1 Samuel 9,1-6+14 – 10,1

Le royaume : échec ou aboutissement du rêve d’Israël ?

Père Evode Beaucamp

L’espérance du Règne de Dieu, VS 96, 1957, p. 588s

 

          Le Royaume de Dieu est proche, s’écrira un jour Jean Baptiste, et partout les foules accoururent pour recevoir le baptême de pénitence. Un homme, d’origine modeste, de l’illustre lignée des rois, commença peu après à faire parler de lui. Sous ses mains, les malades guérissaient, les yeux des aveugles, les oreilles des sourds s’ouvraient, les morts ressuscitaient. L’heure du salut avait sonné pour toutes les misères d’Israël : les pauvres entendaient enfin la Bonne Nouvelle. Mais cet homme, doué de pouvoirs extraordinaires, ne paraissait pas pressé de rétablir le règne de Dieu ; il fuyait même lorsqu’on lui parlait de le faire roi. Sans doute, cet homme étrange exigeait-il de ses disciples qu’ils quittassent tout pour le suivre, mais en fait l’on ne voyait rien arriver. C’est qu’il est plus facile de recruter des légions, de les amener à la tuerie au son des tambours que de changer le cœur des fils d’Adam. Or, c’était à renouveler l’homme tout entier que prétendait l’action de Dieu, et non point seulement à réformer des structures politiques et sociales. Aussi, le Christ préféra-t-il se consacrer à la formation de quelques disciples plutôt que de se laisser emporter par l’enthousiasme des foules.

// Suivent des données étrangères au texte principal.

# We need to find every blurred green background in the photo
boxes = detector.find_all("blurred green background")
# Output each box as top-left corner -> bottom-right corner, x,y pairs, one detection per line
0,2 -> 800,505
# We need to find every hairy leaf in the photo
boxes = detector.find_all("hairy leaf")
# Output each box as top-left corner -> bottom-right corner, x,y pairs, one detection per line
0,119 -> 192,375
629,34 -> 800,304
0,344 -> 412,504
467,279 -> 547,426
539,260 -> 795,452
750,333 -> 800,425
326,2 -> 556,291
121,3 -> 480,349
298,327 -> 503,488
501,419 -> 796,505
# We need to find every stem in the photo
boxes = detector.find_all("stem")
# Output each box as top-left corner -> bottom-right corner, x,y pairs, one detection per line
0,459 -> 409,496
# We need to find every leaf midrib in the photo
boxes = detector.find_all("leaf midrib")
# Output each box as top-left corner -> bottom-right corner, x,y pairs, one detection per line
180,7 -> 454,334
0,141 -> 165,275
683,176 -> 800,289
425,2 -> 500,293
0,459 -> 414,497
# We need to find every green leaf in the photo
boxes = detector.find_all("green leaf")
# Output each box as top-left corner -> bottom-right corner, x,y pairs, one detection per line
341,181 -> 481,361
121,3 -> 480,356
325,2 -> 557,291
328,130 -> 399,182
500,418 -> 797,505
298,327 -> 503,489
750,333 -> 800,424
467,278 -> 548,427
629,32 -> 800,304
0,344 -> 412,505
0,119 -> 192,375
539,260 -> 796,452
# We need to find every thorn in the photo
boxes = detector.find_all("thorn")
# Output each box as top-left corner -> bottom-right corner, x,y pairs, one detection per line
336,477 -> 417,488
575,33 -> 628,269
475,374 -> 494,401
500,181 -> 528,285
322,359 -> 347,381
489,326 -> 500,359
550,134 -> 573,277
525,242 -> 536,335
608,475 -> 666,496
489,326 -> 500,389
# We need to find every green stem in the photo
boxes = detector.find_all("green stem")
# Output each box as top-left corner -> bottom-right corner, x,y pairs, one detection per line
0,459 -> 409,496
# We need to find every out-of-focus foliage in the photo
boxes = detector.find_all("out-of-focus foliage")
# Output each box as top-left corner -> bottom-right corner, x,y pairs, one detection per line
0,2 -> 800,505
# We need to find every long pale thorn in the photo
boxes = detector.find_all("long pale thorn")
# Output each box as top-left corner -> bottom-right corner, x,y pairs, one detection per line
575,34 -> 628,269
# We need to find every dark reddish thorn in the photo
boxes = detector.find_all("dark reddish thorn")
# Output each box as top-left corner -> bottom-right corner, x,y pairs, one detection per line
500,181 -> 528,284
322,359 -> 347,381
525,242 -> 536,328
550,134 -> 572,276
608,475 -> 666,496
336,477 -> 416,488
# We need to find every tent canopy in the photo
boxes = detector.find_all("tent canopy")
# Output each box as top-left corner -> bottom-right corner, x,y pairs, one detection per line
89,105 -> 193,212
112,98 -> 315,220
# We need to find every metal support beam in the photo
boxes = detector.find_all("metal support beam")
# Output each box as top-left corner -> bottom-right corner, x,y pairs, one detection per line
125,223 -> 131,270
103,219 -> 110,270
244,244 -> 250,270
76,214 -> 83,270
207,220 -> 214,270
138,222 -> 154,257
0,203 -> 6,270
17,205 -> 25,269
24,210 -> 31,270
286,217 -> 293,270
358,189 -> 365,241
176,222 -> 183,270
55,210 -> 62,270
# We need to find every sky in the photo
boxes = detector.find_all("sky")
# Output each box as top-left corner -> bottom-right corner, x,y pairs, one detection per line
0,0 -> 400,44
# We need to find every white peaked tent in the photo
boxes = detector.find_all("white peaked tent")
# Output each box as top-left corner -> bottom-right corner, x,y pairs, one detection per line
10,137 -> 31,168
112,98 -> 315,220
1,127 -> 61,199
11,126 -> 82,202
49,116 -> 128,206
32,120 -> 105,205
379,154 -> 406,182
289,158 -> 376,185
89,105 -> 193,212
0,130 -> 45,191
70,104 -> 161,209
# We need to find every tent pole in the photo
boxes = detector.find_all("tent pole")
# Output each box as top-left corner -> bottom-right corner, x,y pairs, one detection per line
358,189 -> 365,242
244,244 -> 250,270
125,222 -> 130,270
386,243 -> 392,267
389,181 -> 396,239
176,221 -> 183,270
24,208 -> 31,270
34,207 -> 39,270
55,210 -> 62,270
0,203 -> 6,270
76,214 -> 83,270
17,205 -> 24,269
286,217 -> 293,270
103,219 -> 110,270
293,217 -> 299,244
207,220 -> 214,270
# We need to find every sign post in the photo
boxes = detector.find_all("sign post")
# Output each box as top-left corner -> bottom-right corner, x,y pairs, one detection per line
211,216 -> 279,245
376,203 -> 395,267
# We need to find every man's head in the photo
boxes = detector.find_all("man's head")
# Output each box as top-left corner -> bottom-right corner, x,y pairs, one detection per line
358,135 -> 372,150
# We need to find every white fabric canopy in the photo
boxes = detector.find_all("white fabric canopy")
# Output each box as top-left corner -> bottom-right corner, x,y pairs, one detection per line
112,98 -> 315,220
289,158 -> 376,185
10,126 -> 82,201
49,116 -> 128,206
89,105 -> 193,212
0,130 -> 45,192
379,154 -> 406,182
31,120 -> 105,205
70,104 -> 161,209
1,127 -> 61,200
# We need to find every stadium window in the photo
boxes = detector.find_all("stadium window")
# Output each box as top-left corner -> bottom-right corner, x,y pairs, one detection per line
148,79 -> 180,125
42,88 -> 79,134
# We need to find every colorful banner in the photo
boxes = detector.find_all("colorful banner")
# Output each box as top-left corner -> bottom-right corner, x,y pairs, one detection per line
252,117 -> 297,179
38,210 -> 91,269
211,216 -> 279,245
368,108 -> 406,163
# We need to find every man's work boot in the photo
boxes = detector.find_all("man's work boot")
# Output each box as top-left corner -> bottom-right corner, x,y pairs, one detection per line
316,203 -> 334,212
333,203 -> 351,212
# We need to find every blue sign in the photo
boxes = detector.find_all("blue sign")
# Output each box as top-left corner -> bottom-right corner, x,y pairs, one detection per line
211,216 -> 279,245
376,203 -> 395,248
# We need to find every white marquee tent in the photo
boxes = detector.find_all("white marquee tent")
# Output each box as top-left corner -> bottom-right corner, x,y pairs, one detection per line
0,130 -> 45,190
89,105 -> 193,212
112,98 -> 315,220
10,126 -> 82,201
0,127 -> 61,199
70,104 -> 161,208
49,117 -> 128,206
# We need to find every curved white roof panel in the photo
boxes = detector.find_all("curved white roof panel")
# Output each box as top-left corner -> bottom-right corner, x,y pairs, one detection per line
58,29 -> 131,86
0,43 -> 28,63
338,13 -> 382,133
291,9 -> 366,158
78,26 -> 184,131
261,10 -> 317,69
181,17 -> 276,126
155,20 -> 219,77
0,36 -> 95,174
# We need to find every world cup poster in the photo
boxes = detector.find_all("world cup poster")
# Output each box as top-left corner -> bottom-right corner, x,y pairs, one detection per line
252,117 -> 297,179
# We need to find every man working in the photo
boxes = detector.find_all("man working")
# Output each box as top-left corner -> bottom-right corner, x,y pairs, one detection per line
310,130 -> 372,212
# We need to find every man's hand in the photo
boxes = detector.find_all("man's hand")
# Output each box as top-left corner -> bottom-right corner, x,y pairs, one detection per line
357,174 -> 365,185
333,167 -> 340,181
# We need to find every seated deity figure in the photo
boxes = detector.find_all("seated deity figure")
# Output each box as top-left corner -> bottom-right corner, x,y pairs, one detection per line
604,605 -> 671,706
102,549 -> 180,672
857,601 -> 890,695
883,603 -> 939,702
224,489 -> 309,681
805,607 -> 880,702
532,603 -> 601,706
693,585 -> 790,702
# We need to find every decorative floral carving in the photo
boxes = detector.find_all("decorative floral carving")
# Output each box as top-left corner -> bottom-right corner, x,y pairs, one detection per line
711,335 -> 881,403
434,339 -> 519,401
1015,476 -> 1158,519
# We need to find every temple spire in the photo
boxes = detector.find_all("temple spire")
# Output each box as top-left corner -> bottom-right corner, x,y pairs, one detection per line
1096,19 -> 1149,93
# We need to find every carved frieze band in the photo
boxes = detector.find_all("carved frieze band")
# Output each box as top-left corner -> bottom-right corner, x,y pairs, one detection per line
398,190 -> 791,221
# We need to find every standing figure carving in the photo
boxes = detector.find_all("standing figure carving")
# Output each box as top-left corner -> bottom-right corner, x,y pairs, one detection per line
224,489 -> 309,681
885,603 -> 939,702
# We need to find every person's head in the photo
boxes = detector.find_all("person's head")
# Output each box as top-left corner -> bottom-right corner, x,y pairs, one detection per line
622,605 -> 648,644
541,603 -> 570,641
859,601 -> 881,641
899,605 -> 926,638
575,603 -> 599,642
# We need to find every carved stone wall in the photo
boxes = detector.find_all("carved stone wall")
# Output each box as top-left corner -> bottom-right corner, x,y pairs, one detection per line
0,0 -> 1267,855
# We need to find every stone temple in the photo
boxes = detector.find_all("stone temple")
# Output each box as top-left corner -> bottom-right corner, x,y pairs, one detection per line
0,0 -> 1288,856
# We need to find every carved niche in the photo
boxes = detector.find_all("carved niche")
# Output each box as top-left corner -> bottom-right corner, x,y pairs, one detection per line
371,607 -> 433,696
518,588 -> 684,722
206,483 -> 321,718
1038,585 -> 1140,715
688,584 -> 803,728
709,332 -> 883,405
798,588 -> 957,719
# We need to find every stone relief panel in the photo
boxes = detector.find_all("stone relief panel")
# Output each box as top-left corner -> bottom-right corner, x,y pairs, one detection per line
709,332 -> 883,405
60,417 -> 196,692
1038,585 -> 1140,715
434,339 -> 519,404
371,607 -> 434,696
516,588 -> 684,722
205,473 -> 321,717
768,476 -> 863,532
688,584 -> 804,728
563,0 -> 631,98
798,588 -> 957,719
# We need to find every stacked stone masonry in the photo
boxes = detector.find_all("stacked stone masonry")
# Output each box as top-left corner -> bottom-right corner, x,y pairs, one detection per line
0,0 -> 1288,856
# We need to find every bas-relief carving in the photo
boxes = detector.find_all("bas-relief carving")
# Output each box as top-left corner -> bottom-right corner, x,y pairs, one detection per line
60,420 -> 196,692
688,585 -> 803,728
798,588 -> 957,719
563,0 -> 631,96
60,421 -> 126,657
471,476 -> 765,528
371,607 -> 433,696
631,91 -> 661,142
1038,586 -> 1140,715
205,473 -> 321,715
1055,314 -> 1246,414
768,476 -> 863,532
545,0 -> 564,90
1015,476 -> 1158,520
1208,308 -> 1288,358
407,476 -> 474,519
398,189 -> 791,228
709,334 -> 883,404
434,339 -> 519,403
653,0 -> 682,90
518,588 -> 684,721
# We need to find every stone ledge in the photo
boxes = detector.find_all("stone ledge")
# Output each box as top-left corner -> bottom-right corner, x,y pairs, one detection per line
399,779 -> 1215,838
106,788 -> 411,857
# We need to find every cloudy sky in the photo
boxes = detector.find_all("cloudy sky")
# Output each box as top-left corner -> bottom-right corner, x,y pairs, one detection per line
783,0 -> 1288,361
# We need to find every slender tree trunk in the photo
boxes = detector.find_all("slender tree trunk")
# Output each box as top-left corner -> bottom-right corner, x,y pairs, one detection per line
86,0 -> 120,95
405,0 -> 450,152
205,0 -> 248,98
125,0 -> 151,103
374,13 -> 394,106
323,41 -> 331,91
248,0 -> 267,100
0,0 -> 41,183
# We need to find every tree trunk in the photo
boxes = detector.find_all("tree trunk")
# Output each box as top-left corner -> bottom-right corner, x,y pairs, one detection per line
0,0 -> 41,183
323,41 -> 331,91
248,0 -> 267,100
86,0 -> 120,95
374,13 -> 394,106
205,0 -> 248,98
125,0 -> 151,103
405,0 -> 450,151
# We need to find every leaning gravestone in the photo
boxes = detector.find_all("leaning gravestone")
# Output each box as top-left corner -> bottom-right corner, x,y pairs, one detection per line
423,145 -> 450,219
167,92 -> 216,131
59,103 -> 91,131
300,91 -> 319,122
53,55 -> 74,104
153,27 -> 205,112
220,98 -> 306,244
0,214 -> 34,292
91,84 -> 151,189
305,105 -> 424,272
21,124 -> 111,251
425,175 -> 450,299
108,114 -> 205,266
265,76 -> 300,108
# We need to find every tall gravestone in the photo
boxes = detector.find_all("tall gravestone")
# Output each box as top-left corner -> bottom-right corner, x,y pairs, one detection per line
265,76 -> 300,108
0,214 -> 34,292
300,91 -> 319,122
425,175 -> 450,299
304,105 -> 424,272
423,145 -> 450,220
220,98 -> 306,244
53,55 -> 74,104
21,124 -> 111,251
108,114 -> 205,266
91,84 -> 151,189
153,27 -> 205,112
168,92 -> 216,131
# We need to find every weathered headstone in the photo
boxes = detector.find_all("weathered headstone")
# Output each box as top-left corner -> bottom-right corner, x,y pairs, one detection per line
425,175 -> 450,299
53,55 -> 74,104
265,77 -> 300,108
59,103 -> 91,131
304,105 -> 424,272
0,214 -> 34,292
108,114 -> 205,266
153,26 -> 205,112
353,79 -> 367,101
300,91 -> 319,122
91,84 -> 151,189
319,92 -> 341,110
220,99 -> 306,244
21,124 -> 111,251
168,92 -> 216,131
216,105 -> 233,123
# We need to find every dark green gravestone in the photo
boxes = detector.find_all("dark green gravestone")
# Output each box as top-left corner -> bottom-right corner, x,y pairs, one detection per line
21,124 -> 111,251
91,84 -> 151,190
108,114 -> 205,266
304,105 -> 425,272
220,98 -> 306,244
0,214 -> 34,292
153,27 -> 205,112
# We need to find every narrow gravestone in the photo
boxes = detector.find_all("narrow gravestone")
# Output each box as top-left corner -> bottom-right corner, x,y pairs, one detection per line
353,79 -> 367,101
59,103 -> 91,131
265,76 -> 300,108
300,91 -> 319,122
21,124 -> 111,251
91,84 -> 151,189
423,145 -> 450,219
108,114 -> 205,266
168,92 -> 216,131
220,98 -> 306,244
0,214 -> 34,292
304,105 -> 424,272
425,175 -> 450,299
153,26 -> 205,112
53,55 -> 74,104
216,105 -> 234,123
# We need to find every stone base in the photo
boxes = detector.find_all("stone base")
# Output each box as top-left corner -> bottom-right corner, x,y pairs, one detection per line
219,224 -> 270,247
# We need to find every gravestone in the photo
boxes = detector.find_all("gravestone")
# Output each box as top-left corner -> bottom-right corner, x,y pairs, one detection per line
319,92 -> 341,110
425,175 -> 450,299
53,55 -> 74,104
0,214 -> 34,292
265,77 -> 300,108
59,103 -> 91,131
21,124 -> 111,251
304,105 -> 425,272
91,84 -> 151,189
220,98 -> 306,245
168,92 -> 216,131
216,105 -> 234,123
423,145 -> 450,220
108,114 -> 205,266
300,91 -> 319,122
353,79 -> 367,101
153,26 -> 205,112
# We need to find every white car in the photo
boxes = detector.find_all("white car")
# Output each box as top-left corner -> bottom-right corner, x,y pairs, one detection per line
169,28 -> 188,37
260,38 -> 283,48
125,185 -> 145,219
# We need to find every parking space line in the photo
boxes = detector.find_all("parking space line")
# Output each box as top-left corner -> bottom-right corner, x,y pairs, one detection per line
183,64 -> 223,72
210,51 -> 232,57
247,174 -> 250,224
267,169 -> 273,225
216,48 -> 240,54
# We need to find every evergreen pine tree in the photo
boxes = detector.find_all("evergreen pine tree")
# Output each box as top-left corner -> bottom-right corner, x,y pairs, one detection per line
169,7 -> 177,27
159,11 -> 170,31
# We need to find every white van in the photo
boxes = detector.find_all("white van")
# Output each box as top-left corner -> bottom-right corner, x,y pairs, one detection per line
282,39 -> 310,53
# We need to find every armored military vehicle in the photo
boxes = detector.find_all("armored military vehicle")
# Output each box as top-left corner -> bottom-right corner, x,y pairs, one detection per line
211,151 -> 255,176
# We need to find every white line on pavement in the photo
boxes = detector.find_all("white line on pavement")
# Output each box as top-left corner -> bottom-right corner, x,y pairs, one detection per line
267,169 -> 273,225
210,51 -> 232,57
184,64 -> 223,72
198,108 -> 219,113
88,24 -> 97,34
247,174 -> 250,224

          Si le grain de blé ne meurt… En marchant sur Rome avec une armée de fanatiques, Jésus n’eût point transformé le monde aussi radicalement que par sa mort sur une croix. Au Calvaire, le Fils de Dieu portait la souffrance et les misères d’une humanité pécheresse, pour qu’au troisième jour puisse s’ouvrir, sur l’histoire, l’aube de la résurrection. C’était là le terme de toute la révélation mosaïque, depuis la conquête de Canaan jusqu’au baptême de Jean Baptiste : le règne de Dieu était désormais arrivé ; les cœurs tendus par une espérance sans cesse déçue et sans cesse rebondissante se dilateraient enfin dans l’Alléluia d’une éternelle pentecôte et dans l’Amen de l’Apocalypse.

          Mais pour voir aboutir ses rêves, Israël devait accepter de passer par l’ultime et suprême désillusion de son histoire : la mort sur une croix de son Roi-Messie.